En fonction de toutes ces différences, il est très important d’identifier précisément et rapidement les agents responsables de PAVM et de bien différencier ceux responsables de pneumonies précoces ou tardives pour adapter au mieux les antibiothérapies. Certaines PAVM peuvent être dues à des bactéries multirésistantes comme
Staphylococcus aureus résistant à l’oxacilline, Pseudomonas aeruginosa, Acinetobacter
baumanii, Stenotrophomonas spp et les entérobactéries productrices de β-‐lactamases à
spectre élargi.
Les bactéries anaérobies sont rarement mises en évidence en raison des difficultés techniques pour les identifier (conditions de cultures difficiles) et sont en fait le plus souvent des co-‐pathogènes dans la phase précoce des PAVM (Dore, Robert et al. 1996). Les bactéries intracellulaires comme Legionella species (Kirby, Snyder et al. 1980), les anaérobies (Dore, Robert et al. 1996) et aussi Pneumocystis carinii peuvent être considérés comme des agents potentiellement en cause dans les PAVM mais ils sont surtout les causes principales des pneumonies communautaires.
2.2. Les champignons
L’isolation de champignons, le plus fréquemment ceux de l’espèce Candida, à des concentrations significatives pose des problèmes d’interprétation.
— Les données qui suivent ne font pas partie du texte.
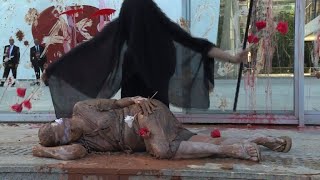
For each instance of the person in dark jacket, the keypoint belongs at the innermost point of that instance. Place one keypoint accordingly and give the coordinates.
(143, 53)
(11, 59)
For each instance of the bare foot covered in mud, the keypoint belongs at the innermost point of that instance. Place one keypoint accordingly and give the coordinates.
(246, 151)
(278, 144)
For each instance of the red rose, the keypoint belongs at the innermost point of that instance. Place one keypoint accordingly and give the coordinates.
(261, 24)
(282, 27)
(17, 108)
(144, 132)
(21, 92)
(215, 133)
(27, 104)
(253, 39)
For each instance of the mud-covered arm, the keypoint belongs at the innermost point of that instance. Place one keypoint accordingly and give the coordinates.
(67, 152)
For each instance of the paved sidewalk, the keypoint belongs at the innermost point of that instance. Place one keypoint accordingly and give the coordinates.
(302, 162)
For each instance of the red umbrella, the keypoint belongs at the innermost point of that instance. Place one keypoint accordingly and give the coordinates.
(72, 12)
(105, 12)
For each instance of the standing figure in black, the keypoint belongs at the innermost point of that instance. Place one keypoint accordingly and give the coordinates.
(38, 60)
(11, 59)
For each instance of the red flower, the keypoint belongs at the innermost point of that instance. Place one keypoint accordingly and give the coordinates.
(26, 43)
(27, 104)
(17, 108)
(261, 24)
(106, 12)
(215, 133)
(144, 132)
(282, 27)
(21, 92)
(253, 39)
(72, 12)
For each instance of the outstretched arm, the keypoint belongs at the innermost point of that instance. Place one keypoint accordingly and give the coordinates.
(197, 44)
(67, 152)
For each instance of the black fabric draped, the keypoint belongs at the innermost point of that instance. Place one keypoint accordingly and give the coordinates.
(143, 41)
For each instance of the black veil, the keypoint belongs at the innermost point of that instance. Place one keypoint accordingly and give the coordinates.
(159, 51)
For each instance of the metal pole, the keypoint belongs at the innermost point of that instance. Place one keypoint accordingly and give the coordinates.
(299, 61)
(241, 64)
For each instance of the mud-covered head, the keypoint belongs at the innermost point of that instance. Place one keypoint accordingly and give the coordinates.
(55, 133)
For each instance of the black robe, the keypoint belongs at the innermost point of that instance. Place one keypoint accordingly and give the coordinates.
(141, 40)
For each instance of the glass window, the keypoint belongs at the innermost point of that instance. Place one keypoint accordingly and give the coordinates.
(267, 80)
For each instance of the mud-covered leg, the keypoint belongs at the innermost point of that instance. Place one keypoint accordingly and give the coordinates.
(190, 149)
(279, 144)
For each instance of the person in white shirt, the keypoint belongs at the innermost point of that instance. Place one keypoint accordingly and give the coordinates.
(38, 59)
(11, 59)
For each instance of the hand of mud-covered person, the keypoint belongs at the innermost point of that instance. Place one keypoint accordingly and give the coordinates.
(146, 105)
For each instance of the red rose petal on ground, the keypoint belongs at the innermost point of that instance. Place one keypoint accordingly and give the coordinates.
(261, 24)
(215, 133)
(282, 27)
(27, 104)
(253, 39)
(21, 92)
(17, 108)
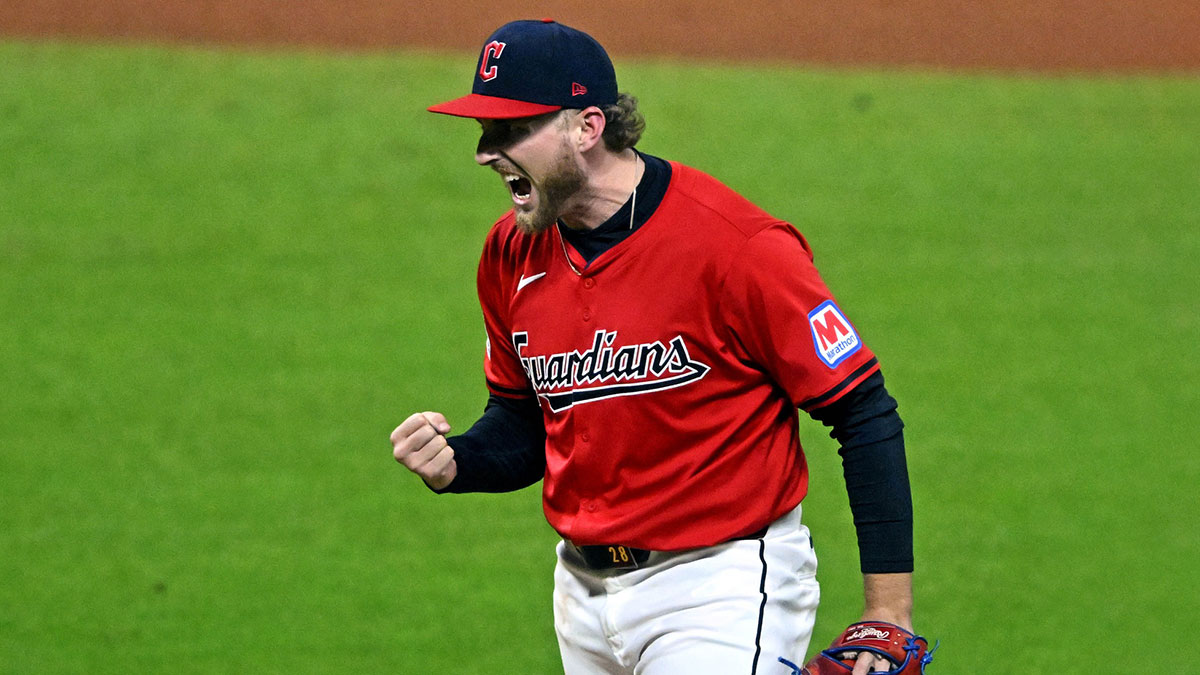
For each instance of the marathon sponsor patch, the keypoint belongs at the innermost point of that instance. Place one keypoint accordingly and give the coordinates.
(833, 336)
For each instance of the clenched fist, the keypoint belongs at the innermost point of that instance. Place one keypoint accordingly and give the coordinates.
(420, 444)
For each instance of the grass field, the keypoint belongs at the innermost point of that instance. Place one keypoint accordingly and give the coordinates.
(226, 276)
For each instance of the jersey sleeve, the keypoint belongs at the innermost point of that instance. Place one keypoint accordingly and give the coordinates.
(783, 318)
(495, 285)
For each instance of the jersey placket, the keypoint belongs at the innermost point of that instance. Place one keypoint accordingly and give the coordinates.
(581, 416)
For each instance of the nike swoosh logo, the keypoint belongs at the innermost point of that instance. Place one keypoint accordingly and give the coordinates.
(527, 280)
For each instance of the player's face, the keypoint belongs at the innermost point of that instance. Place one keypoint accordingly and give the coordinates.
(537, 165)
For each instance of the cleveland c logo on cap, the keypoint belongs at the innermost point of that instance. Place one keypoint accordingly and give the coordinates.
(487, 71)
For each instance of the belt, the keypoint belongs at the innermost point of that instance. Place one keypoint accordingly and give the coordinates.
(619, 556)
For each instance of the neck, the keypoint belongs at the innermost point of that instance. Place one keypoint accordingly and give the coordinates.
(612, 180)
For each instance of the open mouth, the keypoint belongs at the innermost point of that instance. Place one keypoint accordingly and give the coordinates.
(519, 186)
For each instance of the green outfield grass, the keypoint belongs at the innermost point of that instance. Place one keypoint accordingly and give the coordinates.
(226, 276)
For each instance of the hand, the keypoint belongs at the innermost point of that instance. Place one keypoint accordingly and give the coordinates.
(420, 444)
(869, 662)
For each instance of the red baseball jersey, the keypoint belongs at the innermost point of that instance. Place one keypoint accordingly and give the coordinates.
(671, 368)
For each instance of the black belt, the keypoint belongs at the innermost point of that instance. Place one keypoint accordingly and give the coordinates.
(619, 556)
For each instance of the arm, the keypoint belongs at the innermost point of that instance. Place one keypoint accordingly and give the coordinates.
(502, 452)
(867, 425)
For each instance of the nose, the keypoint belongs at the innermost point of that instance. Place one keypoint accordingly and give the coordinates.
(486, 154)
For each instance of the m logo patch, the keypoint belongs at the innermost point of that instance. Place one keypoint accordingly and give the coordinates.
(833, 336)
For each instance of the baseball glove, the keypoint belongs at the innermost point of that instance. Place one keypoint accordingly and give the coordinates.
(906, 652)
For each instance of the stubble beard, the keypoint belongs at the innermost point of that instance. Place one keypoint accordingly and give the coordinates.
(559, 185)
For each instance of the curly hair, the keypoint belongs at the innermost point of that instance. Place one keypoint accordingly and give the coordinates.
(624, 124)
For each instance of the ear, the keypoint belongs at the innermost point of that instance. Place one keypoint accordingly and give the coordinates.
(588, 129)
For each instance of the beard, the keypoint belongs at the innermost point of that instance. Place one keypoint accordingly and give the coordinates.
(562, 183)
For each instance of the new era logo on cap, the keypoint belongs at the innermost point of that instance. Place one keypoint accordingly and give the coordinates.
(532, 67)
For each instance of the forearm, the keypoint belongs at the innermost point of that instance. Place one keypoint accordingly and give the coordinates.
(888, 597)
(503, 451)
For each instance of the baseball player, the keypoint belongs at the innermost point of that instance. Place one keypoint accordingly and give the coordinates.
(651, 339)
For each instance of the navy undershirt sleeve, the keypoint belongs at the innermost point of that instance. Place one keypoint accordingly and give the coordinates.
(869, 429)
(504, 451)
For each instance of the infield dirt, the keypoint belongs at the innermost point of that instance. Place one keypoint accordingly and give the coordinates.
(1033, 35)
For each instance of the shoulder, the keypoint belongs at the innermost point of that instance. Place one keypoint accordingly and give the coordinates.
(720, 204)
(729, 221)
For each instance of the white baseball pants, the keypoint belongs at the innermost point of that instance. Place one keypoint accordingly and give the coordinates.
(730, 609)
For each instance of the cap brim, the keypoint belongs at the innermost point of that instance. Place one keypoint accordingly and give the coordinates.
(491, 108)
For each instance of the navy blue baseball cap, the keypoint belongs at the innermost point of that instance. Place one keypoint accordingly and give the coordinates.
(532, 67)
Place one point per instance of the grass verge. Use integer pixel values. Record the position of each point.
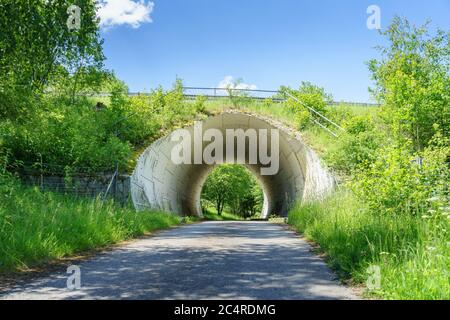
(37, 227)
(411, 253)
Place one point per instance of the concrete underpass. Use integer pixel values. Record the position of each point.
(158, 183)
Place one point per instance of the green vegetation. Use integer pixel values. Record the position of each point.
(232, 187)
(393, 212)
(211, 214)
(37, 227)
(412, 252)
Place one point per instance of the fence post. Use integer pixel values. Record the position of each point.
(116, 180)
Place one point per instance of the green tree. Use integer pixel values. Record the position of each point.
(412, 82)
(235, 187)
(35, 41)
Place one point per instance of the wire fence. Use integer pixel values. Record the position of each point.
(78, 182)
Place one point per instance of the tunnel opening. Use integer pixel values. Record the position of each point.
(160, 184)
(232, 192)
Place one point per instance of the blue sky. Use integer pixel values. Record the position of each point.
(267, 43)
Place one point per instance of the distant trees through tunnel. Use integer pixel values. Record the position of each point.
(234, 190)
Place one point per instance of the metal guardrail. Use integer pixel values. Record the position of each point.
(258, 94)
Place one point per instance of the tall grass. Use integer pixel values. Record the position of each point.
(37, 227)
(412, 253)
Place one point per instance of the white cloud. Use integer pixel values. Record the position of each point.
(230, 83)
(125, 12)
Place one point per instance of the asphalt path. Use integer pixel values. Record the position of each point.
(209, 260)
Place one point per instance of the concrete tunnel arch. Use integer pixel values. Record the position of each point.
(157, 183)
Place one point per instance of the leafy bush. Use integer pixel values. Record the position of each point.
(233, 186)
(400, 183)
(358, 148)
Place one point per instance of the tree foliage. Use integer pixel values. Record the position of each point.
(413, 82)
(235, 187)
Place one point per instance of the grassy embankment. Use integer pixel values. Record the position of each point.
(412, 253)
(37, 227)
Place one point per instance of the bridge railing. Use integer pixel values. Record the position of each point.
(211, 93)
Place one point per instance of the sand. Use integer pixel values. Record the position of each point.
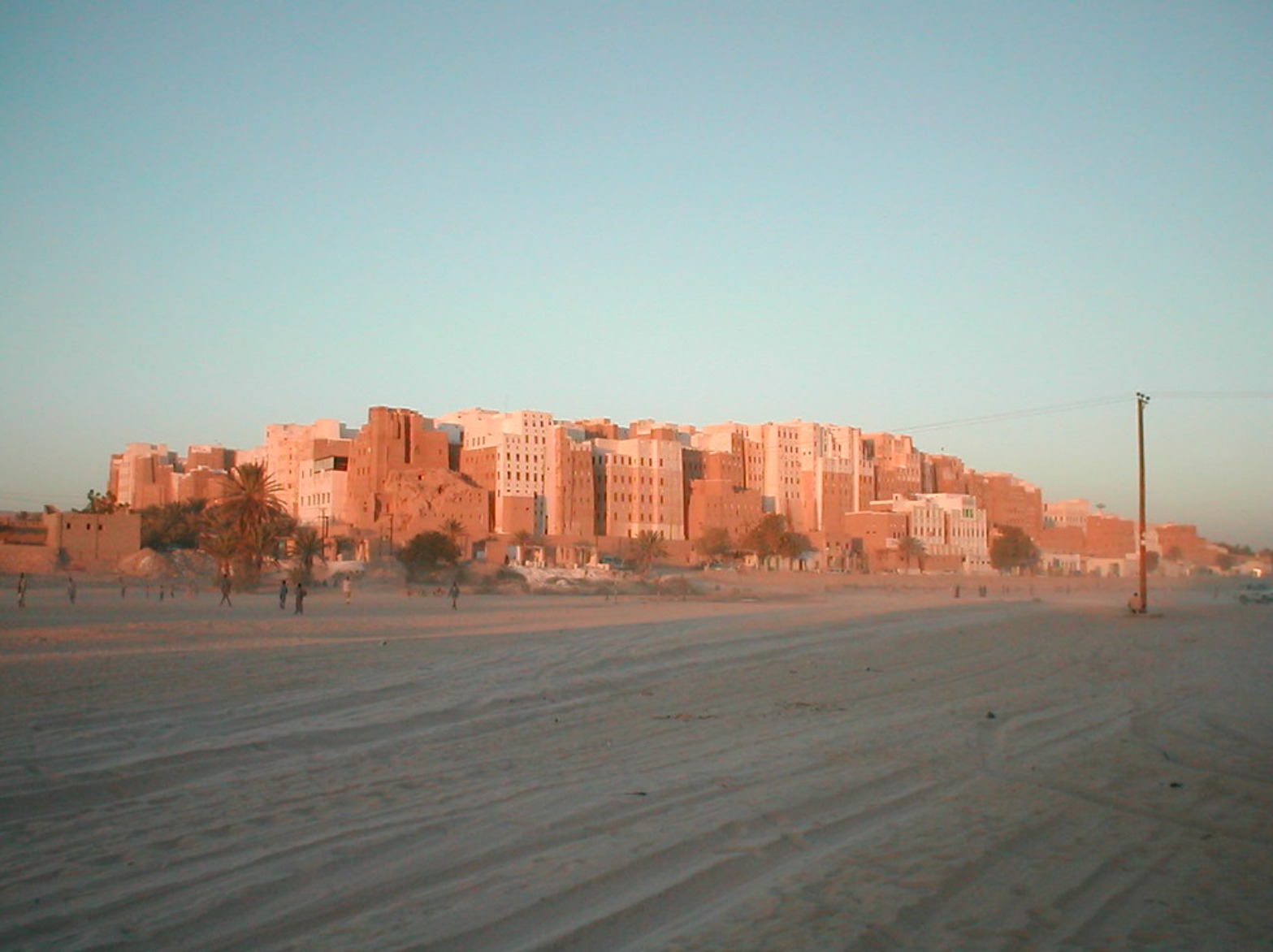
(817, 769)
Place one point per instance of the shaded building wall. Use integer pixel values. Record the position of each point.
(201, 484)
(569, 485)
(1062, 540)
(94, 540)
(1109, 537)
(143, 475)
(1010, 502)
(1179, 543)
(426, 500)
(875, 534)
(639, 487)
(391, 439)
(722, 504)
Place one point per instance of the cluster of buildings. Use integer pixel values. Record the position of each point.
(583, 489)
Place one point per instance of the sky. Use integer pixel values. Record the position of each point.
(987, 224)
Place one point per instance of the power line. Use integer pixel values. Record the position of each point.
(1216, 393)
(1017, 414)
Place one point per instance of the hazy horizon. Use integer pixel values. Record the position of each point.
(900, 218)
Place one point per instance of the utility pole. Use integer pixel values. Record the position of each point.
(1141, 400)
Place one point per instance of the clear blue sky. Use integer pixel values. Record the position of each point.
(214, 217)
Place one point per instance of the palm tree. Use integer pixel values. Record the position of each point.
(307, 545)
(647, 547)
(223, 543)
(456, 530)
(251, 508)
(523, 540)
(911, 547)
Des maladies invasives ont été reportées dans les PAVM mais le plus souvent, les levures sont isolées à partir d’échantillons des voies respiratoires en l’absence de toute maladie. Une étude prospective a examiné la pertinence d’isoler Candida spp à partir de 25 patients non-‐ neutropéniques qui ont été ventilés mécaniquement pendant au moins 72 heures (el-‐ Ebiary, Torres et al. 1997). Cette étude a révélé que les méthodes d’échantillonnage respiratoire couramment utilisées (bronchoscopiques ou non) chez les patients soumis à la VM sont insuffisantes pour diagnostiquer une pneumonie à Candida. La seule méthode vraiment fiable pour établir que Candida est bien le primo pathogène responsable de la PAVM, est de trouver des levures ou des pseudo-‐hyphes dans des biopsies pulmonaires.
2.3. Les virus
Soixante-‐dix pour cent des pneumonies nosocomiales virales seraient causées par des virus respiratoires tels que Influenza, Parainfluenza ou encore Adenovirus (American Thoracic and Infectious Diseases Society of 2005). En pratique ils sont rarement recherchés.
Dans une étude menée sur une période de cinq ans, le cytomegalovirus (CMV) a été identifié comme une cause possible des PAVM chez 25 des 86 patients de l’étude en se basant sur l’examen histologique des tissus pulmonaires obtenus à l’autopsie ou lors des biopsies de poumon (Papazian, Fraisse et al. 1996). Le CMV ne doit donc pas être exclu des pathogènes potentiellement responsables de PAVM chez les patients de réanimation, même chez ceux sans syndrome d’immunodéficience acquise, sans hémopathie maligne ou sans thérapie immunosuppressive en particulier dans le cas de PAVM tardives. Il s’agit alors d’une réactivation virale le plus souvent.